Vibrant Ahmedabad has two stories: one of rapid development - well-paved roads and a rapid transport system that has earned the envy of other cities and the other that reeks of administrative apathy.
Shabbir Shah, who resides in one of the resettlement colonies, escaped the Ahmedabad suburb of Naroda Patiya after the 2002 riots. He will be casting his vote for the first time this year. His home is in Citizen Nagar. This is a place which has almost fallen off Modi's development agenda - with no schools, hospitals or infrastructure visible.
However he is not keen to settle anywhere else.
"We are comfortable where we live now, we don't think of the other Ahmedabad," he said.
Unlike Shabbir, Gaurang - a young middle class professional, wasn't caught in the vortex of violence.

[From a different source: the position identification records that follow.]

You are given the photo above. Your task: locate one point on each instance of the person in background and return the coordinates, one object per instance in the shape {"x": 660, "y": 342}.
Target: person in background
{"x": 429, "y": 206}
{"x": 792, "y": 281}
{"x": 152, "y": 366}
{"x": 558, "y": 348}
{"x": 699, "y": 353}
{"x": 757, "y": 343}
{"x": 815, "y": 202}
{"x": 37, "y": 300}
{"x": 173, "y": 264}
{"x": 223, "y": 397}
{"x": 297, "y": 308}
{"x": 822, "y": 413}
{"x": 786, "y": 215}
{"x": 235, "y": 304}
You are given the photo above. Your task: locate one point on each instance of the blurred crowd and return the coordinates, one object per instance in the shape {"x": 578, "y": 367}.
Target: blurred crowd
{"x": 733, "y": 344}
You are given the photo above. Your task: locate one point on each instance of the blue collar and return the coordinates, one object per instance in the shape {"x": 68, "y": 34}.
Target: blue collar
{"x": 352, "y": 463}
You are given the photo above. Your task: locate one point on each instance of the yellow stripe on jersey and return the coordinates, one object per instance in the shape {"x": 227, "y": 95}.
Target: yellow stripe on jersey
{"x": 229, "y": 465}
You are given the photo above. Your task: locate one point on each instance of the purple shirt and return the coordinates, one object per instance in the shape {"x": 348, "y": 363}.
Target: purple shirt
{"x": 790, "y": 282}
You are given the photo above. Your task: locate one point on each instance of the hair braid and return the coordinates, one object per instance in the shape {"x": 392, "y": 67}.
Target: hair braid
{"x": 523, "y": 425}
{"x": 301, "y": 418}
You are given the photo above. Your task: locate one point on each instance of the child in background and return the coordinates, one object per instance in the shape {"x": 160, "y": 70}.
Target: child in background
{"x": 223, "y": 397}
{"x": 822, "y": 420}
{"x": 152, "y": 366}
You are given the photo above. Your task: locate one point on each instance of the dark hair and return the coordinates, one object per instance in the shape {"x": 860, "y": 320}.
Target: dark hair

But he's not in denial of the wounds that both the communities have inflicted on each other.
"Young people live in their own small circle, so the Hindu middle class people will have 99 per cent friends belonging to their own caste, class and religion. The Muslim young people will have their own people," Gaurang said.
"For example, if I talk to a average middle class young person, and if I ask what do you think about what happened in 2002, he will be like, 'ohh it was because they wanted it, we wanted to teach them a lesson, because our community is harassed by the other community for so many years, so that was our time to have a bat in our hand, and we have put lot of our sixers.' And I am giving you those words that they use, and that is when we realise who's affected," he said.
The wounds of 2002 are still fresh in the minds of people in Ahmedabad - a fact reiterated by many people throughout the Gujarat elections and is something that may well carry beyond the poll fever.